Ethics and Legal Considerations in OSINT

While OSINT seeks to exploit publicly-available information, there are ethical and legal considerations. In the process of conducting your OSINT investigation, it’s crucial to respect privacy, adhere to data protection laws, and ensure that the intelligence gathering and analysis activities are compliant with applicable laws. Unauthorized access, even to publicly available information, could potentially lead to ethical quandaries at best and legal repercussions at worst. While OSINT provides powerful capabilities, it must be used responsibly and ethically.

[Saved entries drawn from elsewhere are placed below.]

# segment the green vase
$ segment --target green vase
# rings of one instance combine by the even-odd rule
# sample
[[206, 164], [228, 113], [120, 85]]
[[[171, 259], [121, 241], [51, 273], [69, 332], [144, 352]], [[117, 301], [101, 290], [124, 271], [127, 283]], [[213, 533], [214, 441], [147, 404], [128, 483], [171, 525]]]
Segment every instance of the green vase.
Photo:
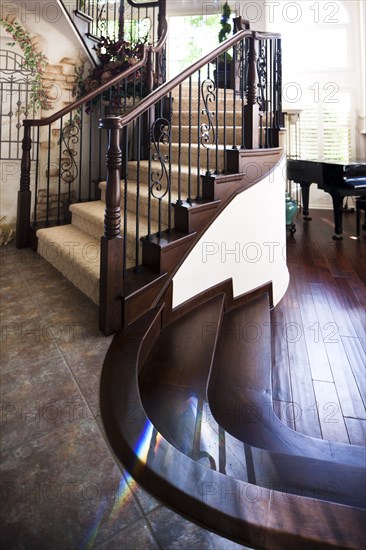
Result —
[[298, 210], [295, 199], [292, 199], [289, 193], [286, 193], [286, 225], [291, 225]]

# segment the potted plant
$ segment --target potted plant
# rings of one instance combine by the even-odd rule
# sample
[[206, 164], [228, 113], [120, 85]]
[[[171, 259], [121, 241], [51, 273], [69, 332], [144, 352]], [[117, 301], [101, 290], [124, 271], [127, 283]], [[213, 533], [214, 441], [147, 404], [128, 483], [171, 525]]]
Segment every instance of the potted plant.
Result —
[[[218, 34], [220, 44], [229, 37], [230, 31], [231, 31], [230, 16], [231, 16], [231, 8], [226, 1], [222, 7], [222, 14], [221, 14], [221, 20], [220, 20], [221, 28]], [[217, 75], [218, 88], [224, 88], [225, 85], [226, 85], [226, 88], [232, 87], [231, 86], [232, 60], [233, 58], [229, 52], [225, 52], [219, 56], [218, 75]], [[226, 70], [226, 76], [225, 76], [225, 70]], [[216, 79], [216, 73], [214, 73], [214, 77]]]
[[[146, 37], [147, 39], [147, 37]], [[94, 49], [97, 52], [99, 65], [89, 71], [84, 77], [83, 69], [78, 72], [75, 95], [77, 98], [98, 89], [115, 76], [135, 65], [142, 59], [143, 46], [146, 40], [136, 44], [125, 40], [111, 40], [101, 37]], [[141, 98], [146, 95], [143, 70], [136, 71], [119, 84], [113, 85], [103, 93], [103, 99], [108, 103], [109, 114], [120, 114], [126, 108], [126, 100]], [[97, 101], [99, 98], [97, 98]], [[90, 106], [87, 108], [90, 111]]]

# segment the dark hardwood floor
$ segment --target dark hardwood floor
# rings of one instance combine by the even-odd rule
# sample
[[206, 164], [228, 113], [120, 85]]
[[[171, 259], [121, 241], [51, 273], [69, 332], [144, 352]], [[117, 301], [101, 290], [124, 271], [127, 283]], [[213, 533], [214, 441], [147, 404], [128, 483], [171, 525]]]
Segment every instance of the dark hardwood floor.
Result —
[[294, 220], [288, 233], [290, 285], [272, 311], [273, 398], [283, 422], [304, 434], [366, 444], [366, 231], [332, 211]]

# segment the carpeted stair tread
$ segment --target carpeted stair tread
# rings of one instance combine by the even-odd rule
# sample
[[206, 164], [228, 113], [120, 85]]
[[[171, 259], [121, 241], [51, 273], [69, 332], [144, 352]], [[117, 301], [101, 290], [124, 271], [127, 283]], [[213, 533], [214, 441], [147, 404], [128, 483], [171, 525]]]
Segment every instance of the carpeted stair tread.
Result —
[[[94, 238], [100, 238], [104, 234], [104, 210], [105, 202], [93, 201], [78, 204], [72, 204], [70, 211], [72, 212], [72, 224], [89, 233]], [[123, 212], [121, 212], [123, 216]], [[136, 217], [133, 212], [127, 211], [127, 234], [135, 234]], [[123, 228], [123, 220], [121, 220], [121, 228]], [[151, 231], [157, 231], [157, 225], [152, 221]], [[148, 233], [148, 220], [143, 215], [140, 215], [140, 234], [145, 236]], [[134, 237], [133, 237], [134, 238]]]
[[99, 240], [72, 224], [39, 229], [37, 237], [38, 253], [98, 304]]

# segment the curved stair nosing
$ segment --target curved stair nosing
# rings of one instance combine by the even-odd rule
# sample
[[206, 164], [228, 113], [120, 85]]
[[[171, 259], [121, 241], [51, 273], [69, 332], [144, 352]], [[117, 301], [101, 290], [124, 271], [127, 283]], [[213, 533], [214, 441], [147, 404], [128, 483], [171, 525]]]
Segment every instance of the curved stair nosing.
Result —
[[363, 510], [305, 496], [289, 498], [229, 478], [188, 458], [156, 432], [141, 403], [138, 372], [160, 334], [163, 311], [164, 305], [150, 310], [115, 337], [102, 371], [103, 424], [131, 475], [189, 519], [253, 548], [361, 548]]

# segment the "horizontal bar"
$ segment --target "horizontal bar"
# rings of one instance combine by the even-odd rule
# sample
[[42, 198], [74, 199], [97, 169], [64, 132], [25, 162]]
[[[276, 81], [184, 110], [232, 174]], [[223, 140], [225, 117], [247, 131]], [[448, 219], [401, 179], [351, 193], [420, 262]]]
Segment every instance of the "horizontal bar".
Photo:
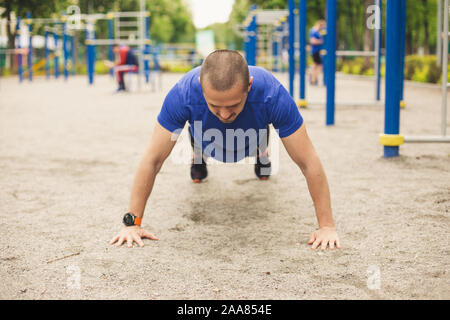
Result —
[[376, 51], [336, 51], [337, 56], [349, 57], [376, 57]]
[[405, 136], [409, 143], [449, 143], [450, 136]]
[[139, 27], [139, 21], [135, 20], [135, 21], [120, 21], [117, 20], [117, 24], [120, 25], [121, 27]]
[[145, 40], [129, 40], [129, 39], [87, 39], [85, 41], [87, 45], [93, 44], [96, 46], [105, 46], [105, 45], [113, 45], [113, 44], [131, 44], [131, 45], [139, 45], [139, 44], [151, 44], [151, 41], [148, 39]]
[[124, 11], [124, 12], [112, 12], [112, 15], [117, 18], [136, 18], [136, 17], [148, 17], [149, 11]]
[[[325, 105], [325, 101], [308, 101], [308, 105]], [[337, 101], [337, 107], [382, 107], [384, 105], [381, 101], [366, 101], [366, 102], [352, 102], [352, 101]]]
[[129, 36], [130, 34], [138, 33], [138, 31], [139, 30], [122, 30], [122, 31], [117, 31], [116, 36], [117, 37]]

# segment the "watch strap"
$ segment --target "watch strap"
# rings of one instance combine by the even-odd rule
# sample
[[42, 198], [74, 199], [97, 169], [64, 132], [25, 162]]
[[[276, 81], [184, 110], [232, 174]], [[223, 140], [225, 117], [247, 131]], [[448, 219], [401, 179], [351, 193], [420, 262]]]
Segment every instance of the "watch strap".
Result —
[[142, 218], [134, 217], [134, 225], [135, 226], [141, 226]]

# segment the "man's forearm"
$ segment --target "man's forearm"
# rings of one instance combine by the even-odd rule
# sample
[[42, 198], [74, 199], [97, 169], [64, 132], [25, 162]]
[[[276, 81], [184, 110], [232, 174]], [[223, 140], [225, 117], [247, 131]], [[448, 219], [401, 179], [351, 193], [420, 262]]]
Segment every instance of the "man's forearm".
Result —
[[140, 218], [144, 215], [145, 205], [161, 166], [162, 163], [151, 163], [143, 159], [136, 172], [131, 189], [129, 210]]
[[331, 212], [330, 188], [328, 186], [325, 171], [319, 160], [303, 171], [308, 183], [309, 193], [316, 209], [319, 228], [334, 227], [333, 214]]

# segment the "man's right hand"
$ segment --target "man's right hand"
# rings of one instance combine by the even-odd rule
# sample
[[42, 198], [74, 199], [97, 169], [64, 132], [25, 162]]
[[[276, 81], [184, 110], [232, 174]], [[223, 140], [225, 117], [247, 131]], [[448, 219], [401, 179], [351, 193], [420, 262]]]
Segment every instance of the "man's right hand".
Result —
[[120, 247], [122, 243], [127, 242], [128, 248], [133, 247], [133, 242], [136, 242], [140, 247], [144, 246], [143, 238], [148, 238], [151, 240], [158, 240], [153, 234], [139, 226], [124, 227], [118, 235], [111, 239], [109, 244], [114, 244], [117, 242], [116, 246]]

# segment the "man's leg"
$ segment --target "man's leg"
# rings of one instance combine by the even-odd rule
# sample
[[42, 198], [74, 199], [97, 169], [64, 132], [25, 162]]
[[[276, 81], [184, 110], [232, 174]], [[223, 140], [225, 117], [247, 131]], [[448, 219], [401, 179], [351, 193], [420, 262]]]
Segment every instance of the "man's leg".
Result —
[[191, 179], [194, 183], [199, 183], [208, 176], [208, 170], [206, 168], [206, 161], [202, 149], [195, 143], [190, 129], [191, 128], [189, 127], [188, 132], [191, 138], [191, 147], [193, 152]]
[[117, 81], [119, 82], [119, 91], [120, 90], [125, 90], [125, 77], [124, 74], [125, 72], [136, 72], [138, 71], [138, 66], [136, 65], [121, 65], [121, 66], [117, 66], [116, 67], [116, 76], [117, 76]]
[[114, 71], [116, 73], [117, 83], [119, 84], [119, 88], [117, 90], [125, 90], [125, 83], [123, 82], [123, 71], [121, 70], [120, 66], [116, 67]]

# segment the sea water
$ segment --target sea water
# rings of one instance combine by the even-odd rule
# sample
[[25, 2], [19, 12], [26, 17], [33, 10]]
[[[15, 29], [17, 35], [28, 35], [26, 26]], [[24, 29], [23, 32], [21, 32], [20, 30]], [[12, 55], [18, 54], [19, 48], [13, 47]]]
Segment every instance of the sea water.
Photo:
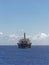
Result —
[[49, 65], [49, 46], [0, 46], [0, 65]]

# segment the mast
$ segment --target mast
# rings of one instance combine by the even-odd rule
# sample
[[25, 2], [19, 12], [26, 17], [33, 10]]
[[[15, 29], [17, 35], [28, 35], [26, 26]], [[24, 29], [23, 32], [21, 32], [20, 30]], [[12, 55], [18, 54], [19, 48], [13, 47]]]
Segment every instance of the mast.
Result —
[[26, 39], [26, 34], [24, 33], [24, 39]]

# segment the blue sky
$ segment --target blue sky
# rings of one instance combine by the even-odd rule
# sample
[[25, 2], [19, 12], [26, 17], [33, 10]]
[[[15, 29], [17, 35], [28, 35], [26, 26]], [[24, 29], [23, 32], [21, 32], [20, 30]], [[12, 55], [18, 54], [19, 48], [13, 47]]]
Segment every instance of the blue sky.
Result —
[[0, 0], [0, 32], [8, 36], [22, 30], [49, 34], [49, 0]]

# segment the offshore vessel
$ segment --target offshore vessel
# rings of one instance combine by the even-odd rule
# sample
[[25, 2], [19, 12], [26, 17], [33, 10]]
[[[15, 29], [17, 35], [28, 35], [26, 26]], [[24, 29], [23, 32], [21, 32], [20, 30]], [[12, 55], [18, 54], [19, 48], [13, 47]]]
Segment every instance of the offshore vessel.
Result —
[[31, 42], [29, 38], [26, 38], [26, 34], [24, 33], [24, 38], [20, 39], [17, 43], [18, 48], [31, 48]]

Another important thing to consider is that if access to information requires signing up for an account (e.g., accessing a social media site), you may be limited by legal agreements as to what you can do with information available to you on those platforms. Even though data may seem open, it may not be. My rule of thumb is that if you need a password to access it, the intelligence information may no longer be, legally speaking, Open Source.

Protecting Yourself Online

In an age where Personally Identifiable Information (PII) is abundant online, protecting your private data from becoming part of someone else’s OSINT research is crucial. Consider the following:

  • Personal Data Management: Be conscious of the information you share online, especially when it comes to minor children or other sensitive areas of your life, such as location, absence(s) from the home, healthcare, travel plans, etc. Regularly review and manage your digital footprint.
  • Privacy Settings: Regularly review and adjust privacy settings on social media and other online platforms to control who can view your information. Restricting social media posts to select, trusted family members, friends, and acquaintances could minimize exploitation of personal information you might prefer be kept personal.
  • Awareness of Digital Trails: Be aware of the trails you leave on the internet. This includes being cautious about the information you post, the sites you visit, and the networks you use. Have you ever noticed that, right after searching for something, ads for that very thing seem to magically show up on your social media feeds? Cookies abound.

Getting Started

For those interested in exploring OSINT, many educational resources—both free and paid—are available. Online courses, webinars, forums, and communities offer a wealth of knowledge and support. If you’re just starting out, begin with foundational research and intelligence analysis concepts and gradually delve into specialized OSINT resources. Practical experience, combined with continuous learning, is key to effectively leveraging OSINT.

For starters, I recommend acquiring the aforementioned OSINT Framework and poking around until you find something interesting. Tools like Maltego can be intimidating for beginners, but there are many YouTube videos available to help teach you the ropes.

OSINT is a fascinating, dynamic field, integral to many sectors including national security, law enforcement, cybersecurity, and research. As the real world continues to expand into the online world, so does the relevance and importance of OSINT, which includes the development of an awareness of our own digital footprints in the form of monitoring what data about us exists online (willingly shared or not). I encourage you to delve deeper into this field, armed with the knowledge and tools to use it responsibly and protect your own data.